Typical implementations of software defined radio (SDR) modems include a general-purpose processor (GPP), a digital signal processor (DSP) and an FPGA. However, the FPGA fabric can be used to offload the GPP or DSP with application-specific hardware acceleration units. Soft-core microprocessors can have their core extended with custom logic, or separate hardware acceleration coprocessors can be added to the system. Furthermore, with general-purpose routing resources available in the FPGA, these hardware acceleration units can run in parallel to further enhance the total computational output of the system. It is instructional to compare three distinct types of hardware acceleration units and their performance in comparison to software implementations.
Software Defined Radio
With the proliferation of wireless standards, future wireless devices will need to support multiple air interfaces and modulation formats. SDR technology enables such functionality in wireless devices by using a reconfigurable hardware platform across multiple standards.
SDR is the underlying technology behind the Joint Tactical Radio System (JTRS) initiative to develop software programmable radios that can enable seamless, real-time communication across the United States military services, and with coalition forces and allies. The functionality and expandability of JTRS is built upon an open architecture framework called the software communications architecture (SCA). JTRS terminals must support dynamic loading of any one of more than 25 specified air interfaces or waveforms that are typically more complex than those used in the civilian sector. To achieve all these requirements in a reasonable form-factor requires extensive processing power of different kinds. For that reason most architectures utilize a GPP, a DSP and an FPGA.
SDR System Architecture
The GPP, DSP and FPGA are general-purpose processing resources that can be used for different parts of the overall SDR system. Figure 1 shows an architecture example with the typical functions found in SDR divided across each of these devices. However, there is a significant amount of overlap between each of these elements. For example, an algorithm running on the DSP could be implemented in the GPP, albeit more slowly, or rewritten in HDL and run in an FPGA as a coprocessor or hardware acceleration unit.
Using FPGA resources for hardware acceleration can be done in several ways. However, there are three basic architectures: custom instructions, custom peripherals as coprocessors and dynamically reconfigurable application-specific processors. These hardware acceleration methods have different features and unique benefits. Understanding how and where to use each of these helps the system architect better use the FPGA resources for offloading the DSP and GPP in an SDR application.
Soft-Core Processors and Custom Instructions
With the advent of large FPGAs, small, powerful processors that could be embedded in an FPGA appeared. These “soft-core” processors are configurable bits of intellectual property (IP) that can be downloaded into an FPGA and used like any other embedded microprocessor. They even come with industry standard toolchains including compilers, instruction-set simulators, a full suite of software debug tools and an integrated development environment. This toolset is familiar to any embedded software engineer, so much so that it does not matter that the processor is downloaded to the FPGA as a bitstream. However, these soft-core processors are infinitely flexible. Before downloading the processor, a designer can choose different configuration options, trading off size for speed. A designer can also add a myriad of peripherals for memory control, communications, I/O and so forth.

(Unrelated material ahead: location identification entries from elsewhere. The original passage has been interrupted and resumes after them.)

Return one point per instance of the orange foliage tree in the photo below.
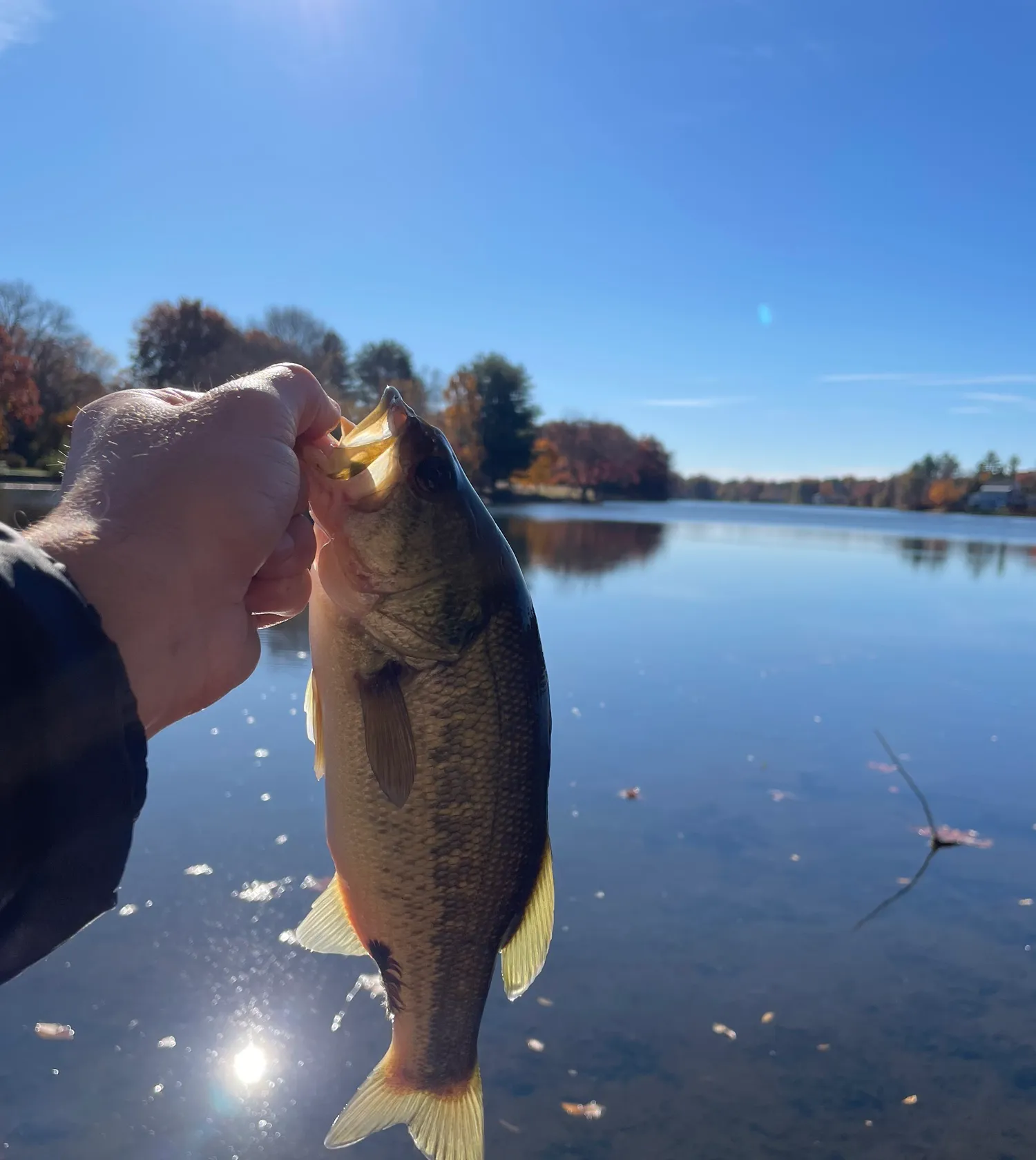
(19, 394)
(461, 424)
(601, 456)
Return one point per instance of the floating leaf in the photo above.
(55, 1032)
(592, 1110)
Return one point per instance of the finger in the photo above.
(175, 396)
(302, 501)
(294, 554)
(282, 598)
(312, 409)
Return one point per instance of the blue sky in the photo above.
(786, 235)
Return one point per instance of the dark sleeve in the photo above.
(72, 759)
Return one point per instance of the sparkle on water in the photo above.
(747, 622)
(249, 1064)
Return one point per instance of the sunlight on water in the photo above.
(251, 1064)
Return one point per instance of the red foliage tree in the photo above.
(19, 395)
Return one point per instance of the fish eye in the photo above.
(434, 474)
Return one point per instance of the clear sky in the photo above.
(787, 237)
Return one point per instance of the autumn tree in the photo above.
(177, 345)
(68, 371)
(461, 423)
(298, 337)
(507, 416)
(387, 363)
(19, 395)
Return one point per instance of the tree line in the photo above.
(933, 483)
(49, 369)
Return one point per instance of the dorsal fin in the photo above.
(524, 955)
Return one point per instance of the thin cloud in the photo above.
(727, 400)
(20, 21)
(914, 378)
(992, 397)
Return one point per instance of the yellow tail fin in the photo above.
(445, 1128)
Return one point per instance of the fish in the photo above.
(428, 706)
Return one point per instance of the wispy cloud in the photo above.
(20, 21)
(993, 397)
(916, 378)
(725, 400)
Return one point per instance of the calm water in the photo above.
(717, 657)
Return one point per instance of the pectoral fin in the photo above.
(327, 927)
(315, 728)
(524, 955)
(387, 728)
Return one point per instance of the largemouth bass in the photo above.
(430, 710)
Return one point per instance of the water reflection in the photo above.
(290, 639)
(578, 548)
(979, 557)
(736, 679)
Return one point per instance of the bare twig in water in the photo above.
(935, 844)
(933, 830)
(899, 893)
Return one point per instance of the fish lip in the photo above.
(365, 462)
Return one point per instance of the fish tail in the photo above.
(445, 1127)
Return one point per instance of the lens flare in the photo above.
(249, 1064)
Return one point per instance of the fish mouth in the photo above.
(365, 461)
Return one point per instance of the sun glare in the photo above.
(249, 1064)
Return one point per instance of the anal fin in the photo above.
(315, 724)
(327, 927)
(524, 955)
(443, 1125)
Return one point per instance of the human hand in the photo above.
(182, 521)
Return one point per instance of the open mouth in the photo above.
(365, 461)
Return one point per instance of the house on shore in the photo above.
(1004, 496)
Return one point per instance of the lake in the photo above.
(706, 984)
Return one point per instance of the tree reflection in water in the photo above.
(572, 548)
(580, 548)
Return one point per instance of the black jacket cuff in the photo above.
(73, 757)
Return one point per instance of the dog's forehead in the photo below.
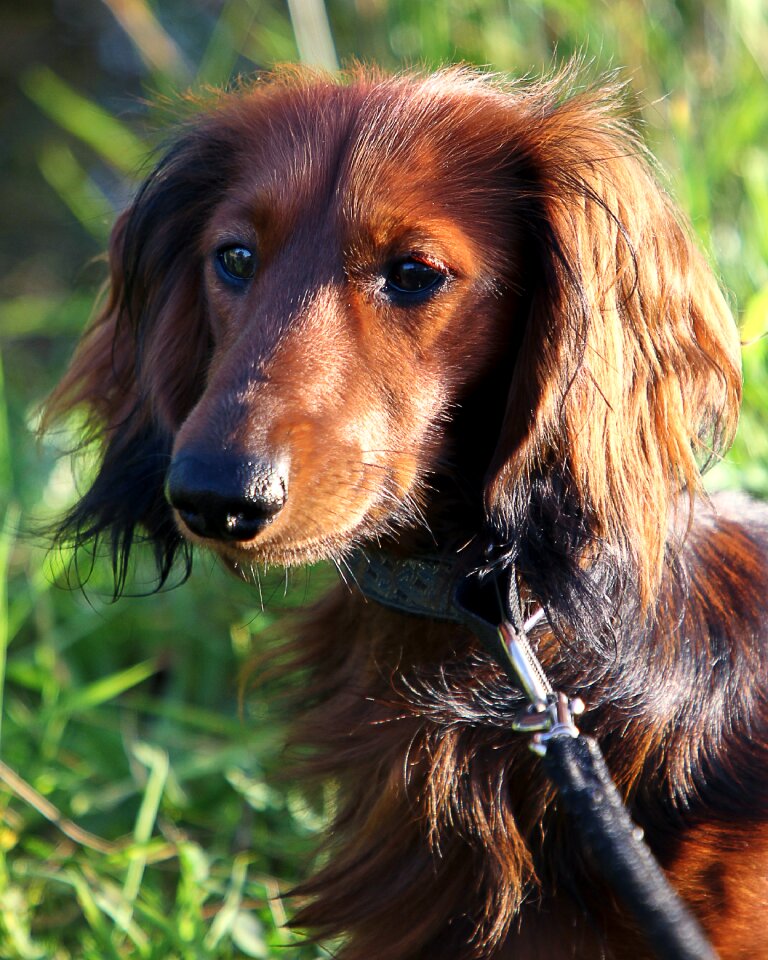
(355, 151)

Custom instructions, which take the flexibility of soft-core processors one step further, are algorithm-specific additions of hardware to the soft-core microprocessor’s arithmetic logic unit (ALU). These new hardware instructions are used in place of a time-critical piece of an algorithm, recasting the software algorithm into a hardware block. A RISC microprocessor with a custom instruction blurs the division between RISC and CISC because the custom instruction units can be multi-cycle hardware blocks doing quite complex algorithms embedded in a RISC processor with “standard instructions” that take a single clock cycle. Furthermore several custom instructions can be added to an ALU, limited only by the FPGA resources and the number of open positions in the soft-core processor’s op-code table. Figure 2 depicts the use of a custom instruction to extend the ALU of Altera’s Nios II soft-core microprocessor.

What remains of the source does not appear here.